Una riflessione su come e se la pubblicità debba essere regolamentata per determinati settori.
La pubblicità non è neutrale. Non lo è mai stata.
È una macchina di persuasione. E quando si mette al servizio di prodotti che sappiamo nocivi (alcol, junk food, gioco d’azzardo, sigarette elettroniche travestite da caramelle) il problema non è solo di etica. È di responsabilità. È di scelta. È di direzione culturale.
Perché possiamo raccontarcela finché vogliamo, ma la pubblicità non si limita a vendere. Modella gusti, orienta comportamenti, legittima consumi. E se la usiamo per vestire di cool ciò che ci fa male, stiamo facendo molto di più che promuovere un prodotto: stiamo rendendo accettabile un danno. Lo stiamo normalizzando. Lo stiamo desiderando.
Sia chiaro: non sto invocando la censura. Non è questo il punto.

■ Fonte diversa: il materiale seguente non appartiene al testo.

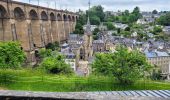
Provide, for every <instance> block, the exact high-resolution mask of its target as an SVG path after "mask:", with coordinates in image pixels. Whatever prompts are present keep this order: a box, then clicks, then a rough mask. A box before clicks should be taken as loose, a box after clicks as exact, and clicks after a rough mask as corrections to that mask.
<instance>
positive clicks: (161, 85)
mask: <svg viewBox="0 0 170 100" xmlns="http://www.w3.org/2000/svg"><path fill="white" fill-rule="evenodd" d="M0 87H1V88H2V89H8V90H29V91H57V92H74V91H117V90H170V83H168V82H163V81H151V80H140V81H137V82H136V83H135V84H133V85H120V84H116V82H115V80H114V78H110V77H106V76H89V77H78V76H75V75H68V76H66V75H52V74H47V73H44V72H41V71H38V70H31V69H23V70H0Z"/></svg>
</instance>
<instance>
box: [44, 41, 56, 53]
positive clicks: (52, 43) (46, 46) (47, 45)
mask: <svg viewBox="0 0 170 100" xmlns="http://www.w3.org/2000/svg"><path fill="white" fill-rule="evenodd" d="M45 47H46V49H51V50H52V51H54V50H59V43H58V42H57V41H56V42H54V43H48V44H47V45H46V46H45Z"/></svg>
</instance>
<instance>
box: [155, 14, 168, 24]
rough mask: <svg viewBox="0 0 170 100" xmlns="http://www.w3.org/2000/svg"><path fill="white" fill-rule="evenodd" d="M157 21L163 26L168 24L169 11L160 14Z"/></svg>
mask: <svg viewBox="0 0 170 100" xmlns="http://www.w3.org/2000/svg"><path fill="white" fill-rule="evenodd" d="M157 23H158V24H160V25H164V26H169V25H170V13H166V14H165V15H162V16H161V17H160V18H159V19H158V20H157Z"/></svg>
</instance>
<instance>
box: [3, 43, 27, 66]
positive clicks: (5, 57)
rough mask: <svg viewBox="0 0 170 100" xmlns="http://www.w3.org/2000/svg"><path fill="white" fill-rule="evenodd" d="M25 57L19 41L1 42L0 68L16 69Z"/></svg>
mask: <svg viewBox="0 0 170 100" xmlns="http://www.w3.org/2000/svg"><path fill="white" fill-rule="evenodd" d="M25 58H26V56H25V54H24V51H22V50H21V46H20V44H19V43H18V42H0V68H13V69H16V68H18V67H20V66H21V64H22V63H23V62H24V61H25Z"/></svg>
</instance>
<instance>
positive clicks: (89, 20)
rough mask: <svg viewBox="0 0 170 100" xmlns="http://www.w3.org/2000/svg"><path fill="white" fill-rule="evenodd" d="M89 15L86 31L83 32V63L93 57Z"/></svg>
mask: <svg viewBox="0 0 170 100" xmlns="http://www.w3.org/2000/svg"><path fill="white" fill-rule="evenodd" d="M89 11H90V0H89ZM89 15H90V13H89V12H88V19H87V25H86V29H85V30H84V51H85V61H87V60H88V59H89V58H91V57H92V55H93V47H92V42H93V35H92V31H91V25H90V18H89Z"/></svg>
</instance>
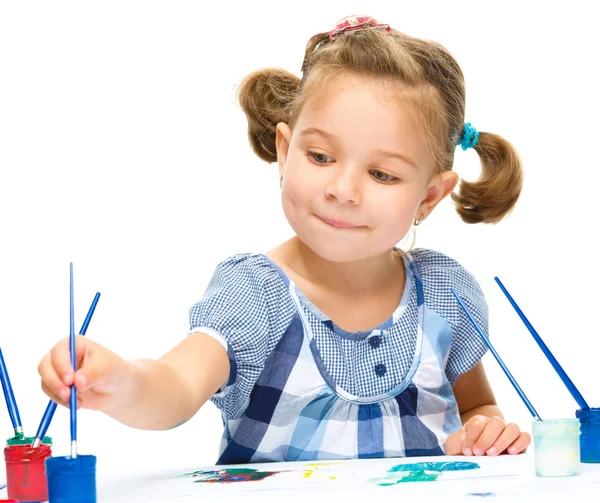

La questione non è se si può pubblicizzare un prodotto dannoso. La questione è: a che prezzo lo facciamo? E soprattutto: chi paga quel prezzo?
Quando un brand di energy drink targettizza sedicenni con campagne aggressive e adrenalina sintetica, chi è che ci guadagna davvero? E chi ci rimette, in termini di salute, consapevolezza, visione del mondo?
La pubblicità ha un potere che fa paura. Perché sa entrare nelle fragilità, sa manipolare l’urgenza, sa travestire il superfluo da necessario.
Ma se la comunicazione continua a servire ciecamente chi paga di più, senza porsi il problema di che cosa sta vendendo, allora stiamo tradendo il nostro mestiere. Stiamo abdicando alla nostra funzione sociale.
Sì, perché ce l’abbiamo una funzione sociale. Ed è ora di riprendercela.
Il punto non è vietare, ma responsabilizzare.
Regolamentare non significa chiudere la bocca. Significa fissare dei paletti per evitare che il mercato faccia da padrone anche dell’immaginario.
Serve una pubblicità che sappia porsi dei limiti. Che non insegua solo la performance. Che smetta di usare i dati per scovare i più vulnerabili. Che non riduca l’essere umano a un target da monetizzare.
È inevitabile che alcuni prodotti vengano pubblicizzati. Lo capisco. Il mondo non è una favola. Ma questo non significa che dobbiamo continuare a farlo come se niente fosse. C’è modo e modo. C’è tono e tono. C’è scelta e omissione.
Il dilemma, in fondo, è tutto qui: vogliamo continuare a vendere qualsiasi cosa a chiunque, o vogliamo costruire una comunicazione che si prenda cura?
Non è una domanda moralista. È una chiamata al coraggio. Alla disobbedienza creativa. A un marketing che risponde a qualcosa di più alto del brief.
Perché oggi il vero atto rivoluzionario è smettere di dire sempre sì.